Under Federal Sentencing Guidelines, Sayoc could have faced life in prison plus ten years for his crimes even though none of his devices exploded and they were apparently designed not to work at all, This doesn’t negate Sayoc’s criminal culpability, of course, nor does it negate the terror that Sayoc inflicted on both his intended victims and others, such as postal workers, who could have been victims had his device actually worked. The fact that his devices were designed in such a way that they would never have worked still means he is liable under the statute(s) his charges arose from. As such, it was appropriate that he was charged as if the purported pipe bombs were designed to work, which could have resulted in the death or injury of hundreds of people.
Judge Rafkoff, who was appointed to the bench by Bill Clinton in 1996 and has been a Senior Judge since 2010, decided that Sayoc deserved at least some credit for the fact that the bombs were not designed to work, but merely to frighten people.

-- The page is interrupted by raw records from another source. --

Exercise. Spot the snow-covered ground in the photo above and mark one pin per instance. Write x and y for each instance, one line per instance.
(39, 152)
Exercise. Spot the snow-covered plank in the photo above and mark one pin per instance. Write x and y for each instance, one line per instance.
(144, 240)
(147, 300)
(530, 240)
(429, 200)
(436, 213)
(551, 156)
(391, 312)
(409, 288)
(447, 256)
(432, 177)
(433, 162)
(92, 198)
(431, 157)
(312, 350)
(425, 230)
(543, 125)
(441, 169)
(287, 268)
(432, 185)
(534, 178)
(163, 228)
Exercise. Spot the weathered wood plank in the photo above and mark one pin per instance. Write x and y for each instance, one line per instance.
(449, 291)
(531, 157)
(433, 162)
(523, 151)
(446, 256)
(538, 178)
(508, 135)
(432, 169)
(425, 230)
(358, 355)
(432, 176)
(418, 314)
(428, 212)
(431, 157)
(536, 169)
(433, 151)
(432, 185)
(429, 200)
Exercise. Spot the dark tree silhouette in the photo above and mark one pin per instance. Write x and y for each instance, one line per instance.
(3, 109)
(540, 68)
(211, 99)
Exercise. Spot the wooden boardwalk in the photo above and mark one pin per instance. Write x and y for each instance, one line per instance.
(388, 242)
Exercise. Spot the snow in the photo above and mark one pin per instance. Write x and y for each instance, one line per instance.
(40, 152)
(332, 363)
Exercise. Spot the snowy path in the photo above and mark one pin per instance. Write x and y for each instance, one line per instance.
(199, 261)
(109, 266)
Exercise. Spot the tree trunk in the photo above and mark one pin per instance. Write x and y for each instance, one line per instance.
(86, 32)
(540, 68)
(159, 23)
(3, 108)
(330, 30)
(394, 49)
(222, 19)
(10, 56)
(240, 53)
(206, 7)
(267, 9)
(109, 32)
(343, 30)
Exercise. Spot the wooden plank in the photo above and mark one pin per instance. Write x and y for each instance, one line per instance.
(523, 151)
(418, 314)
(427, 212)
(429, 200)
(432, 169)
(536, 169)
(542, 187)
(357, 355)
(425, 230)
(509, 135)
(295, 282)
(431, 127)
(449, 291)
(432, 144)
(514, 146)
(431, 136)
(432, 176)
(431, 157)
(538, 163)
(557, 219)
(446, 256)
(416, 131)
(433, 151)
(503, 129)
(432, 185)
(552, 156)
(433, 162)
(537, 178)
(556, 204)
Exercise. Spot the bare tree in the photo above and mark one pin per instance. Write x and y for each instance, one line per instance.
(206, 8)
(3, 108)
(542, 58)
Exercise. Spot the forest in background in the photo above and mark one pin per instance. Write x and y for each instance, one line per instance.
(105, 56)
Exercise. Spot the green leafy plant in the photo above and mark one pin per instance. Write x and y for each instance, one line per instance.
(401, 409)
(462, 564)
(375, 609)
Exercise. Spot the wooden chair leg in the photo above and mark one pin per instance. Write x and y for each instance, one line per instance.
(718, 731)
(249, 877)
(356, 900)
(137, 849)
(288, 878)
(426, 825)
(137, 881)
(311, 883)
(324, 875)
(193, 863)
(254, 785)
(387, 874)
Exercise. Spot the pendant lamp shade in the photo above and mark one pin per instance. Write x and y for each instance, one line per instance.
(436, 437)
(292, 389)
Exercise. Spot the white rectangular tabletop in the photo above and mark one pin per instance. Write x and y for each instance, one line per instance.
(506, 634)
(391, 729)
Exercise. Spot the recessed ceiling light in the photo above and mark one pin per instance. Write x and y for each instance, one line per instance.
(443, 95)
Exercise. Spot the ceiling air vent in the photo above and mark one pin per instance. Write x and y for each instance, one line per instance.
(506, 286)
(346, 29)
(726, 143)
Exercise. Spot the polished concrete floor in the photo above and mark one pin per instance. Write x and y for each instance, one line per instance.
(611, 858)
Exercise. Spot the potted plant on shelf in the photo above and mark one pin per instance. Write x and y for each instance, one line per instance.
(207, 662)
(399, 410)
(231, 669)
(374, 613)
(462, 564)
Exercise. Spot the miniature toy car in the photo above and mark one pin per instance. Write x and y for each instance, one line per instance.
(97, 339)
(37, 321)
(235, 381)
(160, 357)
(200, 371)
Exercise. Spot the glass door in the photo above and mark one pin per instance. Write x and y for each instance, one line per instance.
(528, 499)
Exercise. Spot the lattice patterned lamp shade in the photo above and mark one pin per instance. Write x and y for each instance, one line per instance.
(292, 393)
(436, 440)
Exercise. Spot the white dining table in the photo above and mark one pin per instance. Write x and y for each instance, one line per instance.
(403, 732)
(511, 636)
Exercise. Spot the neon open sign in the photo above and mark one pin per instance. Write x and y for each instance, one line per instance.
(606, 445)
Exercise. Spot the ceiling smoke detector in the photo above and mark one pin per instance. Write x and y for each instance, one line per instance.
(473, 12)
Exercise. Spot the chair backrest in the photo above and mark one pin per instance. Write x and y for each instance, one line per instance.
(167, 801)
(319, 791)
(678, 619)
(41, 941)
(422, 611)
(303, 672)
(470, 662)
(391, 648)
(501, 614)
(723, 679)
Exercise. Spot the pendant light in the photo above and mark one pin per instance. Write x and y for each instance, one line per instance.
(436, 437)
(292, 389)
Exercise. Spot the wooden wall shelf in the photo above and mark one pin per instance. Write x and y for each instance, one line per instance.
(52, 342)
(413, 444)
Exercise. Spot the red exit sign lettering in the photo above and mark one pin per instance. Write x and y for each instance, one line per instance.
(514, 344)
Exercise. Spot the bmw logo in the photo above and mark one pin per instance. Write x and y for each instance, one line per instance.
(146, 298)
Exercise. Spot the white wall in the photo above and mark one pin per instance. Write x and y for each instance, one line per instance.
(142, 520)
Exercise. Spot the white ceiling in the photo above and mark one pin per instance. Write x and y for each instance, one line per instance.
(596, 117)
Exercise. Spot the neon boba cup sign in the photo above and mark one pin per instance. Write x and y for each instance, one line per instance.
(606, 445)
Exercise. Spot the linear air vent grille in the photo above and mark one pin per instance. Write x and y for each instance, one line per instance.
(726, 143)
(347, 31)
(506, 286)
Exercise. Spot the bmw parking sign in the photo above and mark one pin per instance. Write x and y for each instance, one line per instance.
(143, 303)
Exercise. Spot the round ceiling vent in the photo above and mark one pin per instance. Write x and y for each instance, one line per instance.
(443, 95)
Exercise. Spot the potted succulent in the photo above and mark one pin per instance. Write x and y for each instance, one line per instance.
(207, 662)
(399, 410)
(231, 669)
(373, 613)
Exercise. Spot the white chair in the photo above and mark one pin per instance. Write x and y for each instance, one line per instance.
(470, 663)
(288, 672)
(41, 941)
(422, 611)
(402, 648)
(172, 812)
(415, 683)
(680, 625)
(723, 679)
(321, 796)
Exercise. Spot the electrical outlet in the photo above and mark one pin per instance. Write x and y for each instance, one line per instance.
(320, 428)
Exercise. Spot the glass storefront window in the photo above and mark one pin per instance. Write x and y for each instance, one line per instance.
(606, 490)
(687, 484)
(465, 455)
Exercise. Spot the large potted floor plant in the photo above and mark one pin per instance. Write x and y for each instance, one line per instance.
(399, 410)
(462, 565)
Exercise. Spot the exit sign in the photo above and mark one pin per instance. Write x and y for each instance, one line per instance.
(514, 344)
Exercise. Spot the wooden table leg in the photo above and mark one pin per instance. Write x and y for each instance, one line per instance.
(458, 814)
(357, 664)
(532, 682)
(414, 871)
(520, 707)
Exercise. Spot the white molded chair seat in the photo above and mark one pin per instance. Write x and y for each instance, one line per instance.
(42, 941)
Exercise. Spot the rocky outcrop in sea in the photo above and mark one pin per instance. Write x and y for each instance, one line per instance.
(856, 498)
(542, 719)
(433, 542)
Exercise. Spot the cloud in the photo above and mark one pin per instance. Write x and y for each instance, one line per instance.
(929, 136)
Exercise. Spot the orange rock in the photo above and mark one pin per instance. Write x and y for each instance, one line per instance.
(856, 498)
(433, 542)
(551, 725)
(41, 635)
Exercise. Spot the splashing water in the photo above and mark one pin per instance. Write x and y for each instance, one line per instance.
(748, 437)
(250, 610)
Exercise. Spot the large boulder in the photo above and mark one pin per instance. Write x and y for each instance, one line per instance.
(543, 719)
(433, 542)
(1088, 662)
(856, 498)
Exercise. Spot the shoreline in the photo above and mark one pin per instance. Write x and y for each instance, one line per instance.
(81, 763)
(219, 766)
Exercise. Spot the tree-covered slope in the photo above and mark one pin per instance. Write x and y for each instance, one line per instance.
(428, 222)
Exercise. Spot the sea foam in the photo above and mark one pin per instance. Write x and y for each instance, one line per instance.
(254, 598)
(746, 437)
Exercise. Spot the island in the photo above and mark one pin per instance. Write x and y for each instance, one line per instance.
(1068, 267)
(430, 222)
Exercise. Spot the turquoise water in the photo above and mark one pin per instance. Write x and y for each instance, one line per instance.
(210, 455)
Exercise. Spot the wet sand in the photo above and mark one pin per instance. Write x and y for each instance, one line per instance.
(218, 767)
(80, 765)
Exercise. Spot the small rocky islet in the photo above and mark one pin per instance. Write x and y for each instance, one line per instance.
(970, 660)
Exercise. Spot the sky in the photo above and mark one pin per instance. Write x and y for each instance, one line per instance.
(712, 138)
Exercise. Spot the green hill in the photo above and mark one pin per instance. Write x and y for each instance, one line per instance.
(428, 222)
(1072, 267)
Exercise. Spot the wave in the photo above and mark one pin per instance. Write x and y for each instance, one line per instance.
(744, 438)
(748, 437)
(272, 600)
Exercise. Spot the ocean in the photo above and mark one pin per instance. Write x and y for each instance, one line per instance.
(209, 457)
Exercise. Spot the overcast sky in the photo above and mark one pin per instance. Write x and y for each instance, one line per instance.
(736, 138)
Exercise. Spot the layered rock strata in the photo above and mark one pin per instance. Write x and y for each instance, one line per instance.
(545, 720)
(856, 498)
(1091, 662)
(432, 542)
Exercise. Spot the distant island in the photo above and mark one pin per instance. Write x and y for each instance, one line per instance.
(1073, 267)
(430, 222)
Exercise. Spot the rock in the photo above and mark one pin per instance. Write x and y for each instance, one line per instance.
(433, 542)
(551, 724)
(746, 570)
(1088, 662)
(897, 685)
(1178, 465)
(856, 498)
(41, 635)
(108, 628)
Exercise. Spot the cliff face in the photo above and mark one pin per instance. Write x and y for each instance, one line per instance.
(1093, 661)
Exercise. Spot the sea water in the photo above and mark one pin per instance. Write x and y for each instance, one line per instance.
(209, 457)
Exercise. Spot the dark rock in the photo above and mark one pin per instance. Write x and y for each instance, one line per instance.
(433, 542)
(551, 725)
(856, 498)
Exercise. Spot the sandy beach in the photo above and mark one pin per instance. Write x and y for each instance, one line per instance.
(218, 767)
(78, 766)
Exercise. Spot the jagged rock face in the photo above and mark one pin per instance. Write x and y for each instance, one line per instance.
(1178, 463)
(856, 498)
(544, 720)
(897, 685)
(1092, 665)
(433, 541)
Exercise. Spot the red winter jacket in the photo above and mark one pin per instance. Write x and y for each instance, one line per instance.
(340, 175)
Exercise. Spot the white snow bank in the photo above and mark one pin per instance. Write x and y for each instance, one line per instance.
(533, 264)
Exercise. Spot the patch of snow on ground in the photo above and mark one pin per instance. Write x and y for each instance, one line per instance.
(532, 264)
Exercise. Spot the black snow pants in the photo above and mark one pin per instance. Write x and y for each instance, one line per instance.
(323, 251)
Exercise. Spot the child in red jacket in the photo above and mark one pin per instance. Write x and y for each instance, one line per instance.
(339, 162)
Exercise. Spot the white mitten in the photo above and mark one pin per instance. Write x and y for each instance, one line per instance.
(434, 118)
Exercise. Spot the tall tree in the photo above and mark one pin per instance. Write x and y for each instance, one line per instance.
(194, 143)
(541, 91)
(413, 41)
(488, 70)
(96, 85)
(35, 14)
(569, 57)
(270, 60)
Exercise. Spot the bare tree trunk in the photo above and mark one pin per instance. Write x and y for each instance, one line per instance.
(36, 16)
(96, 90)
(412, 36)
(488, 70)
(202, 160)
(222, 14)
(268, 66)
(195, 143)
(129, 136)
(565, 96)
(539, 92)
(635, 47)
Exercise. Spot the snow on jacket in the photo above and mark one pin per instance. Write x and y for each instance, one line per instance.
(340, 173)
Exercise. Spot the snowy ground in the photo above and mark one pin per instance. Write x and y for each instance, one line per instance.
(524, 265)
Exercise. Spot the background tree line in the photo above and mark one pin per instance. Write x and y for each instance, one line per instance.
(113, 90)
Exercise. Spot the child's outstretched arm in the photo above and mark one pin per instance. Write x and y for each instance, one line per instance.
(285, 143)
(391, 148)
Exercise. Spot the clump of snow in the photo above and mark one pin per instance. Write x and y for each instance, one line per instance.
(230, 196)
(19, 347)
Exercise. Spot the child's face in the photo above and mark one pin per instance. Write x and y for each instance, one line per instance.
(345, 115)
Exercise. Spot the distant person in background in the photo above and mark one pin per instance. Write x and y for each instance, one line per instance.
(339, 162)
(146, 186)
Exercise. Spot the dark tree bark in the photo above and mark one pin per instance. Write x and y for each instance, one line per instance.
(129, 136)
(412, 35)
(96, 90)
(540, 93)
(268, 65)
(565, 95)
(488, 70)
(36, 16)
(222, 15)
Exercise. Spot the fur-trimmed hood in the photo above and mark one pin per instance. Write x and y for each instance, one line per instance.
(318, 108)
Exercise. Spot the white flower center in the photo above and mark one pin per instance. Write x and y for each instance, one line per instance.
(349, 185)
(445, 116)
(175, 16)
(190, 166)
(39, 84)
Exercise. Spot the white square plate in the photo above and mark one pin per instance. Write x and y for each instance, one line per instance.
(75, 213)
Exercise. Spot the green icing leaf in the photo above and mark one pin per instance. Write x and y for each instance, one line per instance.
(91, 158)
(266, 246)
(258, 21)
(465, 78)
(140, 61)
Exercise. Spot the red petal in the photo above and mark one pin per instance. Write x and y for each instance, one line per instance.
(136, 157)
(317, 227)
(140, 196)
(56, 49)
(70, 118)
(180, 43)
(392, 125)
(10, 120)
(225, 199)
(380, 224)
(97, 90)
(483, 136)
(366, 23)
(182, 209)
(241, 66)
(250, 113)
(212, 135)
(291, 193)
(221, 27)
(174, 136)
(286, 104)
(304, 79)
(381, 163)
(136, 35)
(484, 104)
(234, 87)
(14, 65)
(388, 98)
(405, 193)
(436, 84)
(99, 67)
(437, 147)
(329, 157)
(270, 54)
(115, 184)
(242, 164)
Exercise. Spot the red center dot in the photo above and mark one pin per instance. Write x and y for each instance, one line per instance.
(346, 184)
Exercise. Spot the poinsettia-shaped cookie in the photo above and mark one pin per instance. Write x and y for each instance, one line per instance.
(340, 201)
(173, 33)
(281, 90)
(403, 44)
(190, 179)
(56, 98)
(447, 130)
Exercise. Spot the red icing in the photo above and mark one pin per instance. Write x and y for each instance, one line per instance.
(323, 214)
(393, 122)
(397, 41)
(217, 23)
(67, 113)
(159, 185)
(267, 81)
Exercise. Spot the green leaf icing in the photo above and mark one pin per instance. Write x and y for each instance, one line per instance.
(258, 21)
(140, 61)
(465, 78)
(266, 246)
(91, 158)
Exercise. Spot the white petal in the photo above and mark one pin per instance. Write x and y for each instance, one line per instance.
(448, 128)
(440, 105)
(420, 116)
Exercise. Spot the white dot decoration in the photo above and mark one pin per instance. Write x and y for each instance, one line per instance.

Because of that, Sayoc received a sentence of roughly double the ten years that his lawyers were asking for in the Sentencing Memorandum they filed on his behalf. Also working in Sayoc’s favor was the fact that he had chosen to plead guilty back in March and take responsibility for his crimes, Generally speaking, the Federal Sentencing Guidelines give defendants significant credit for pleading guilty rather than taking a case to trial only to be convicted. Taking all this into account, it seems to me that 20 years is an appropriate sentence. As I’ve noted before the Federal prison system does not have parole or probation per se but inmates can receive credit for good behavior and achieving other goals while in prison up to a limit of roughly 54 days per year of their sentence. This means that Sayoc, if he does okay in prison, could be out after roughly 17-18 years. In either case, Sayoc will be in his late 70s before he is released from prison.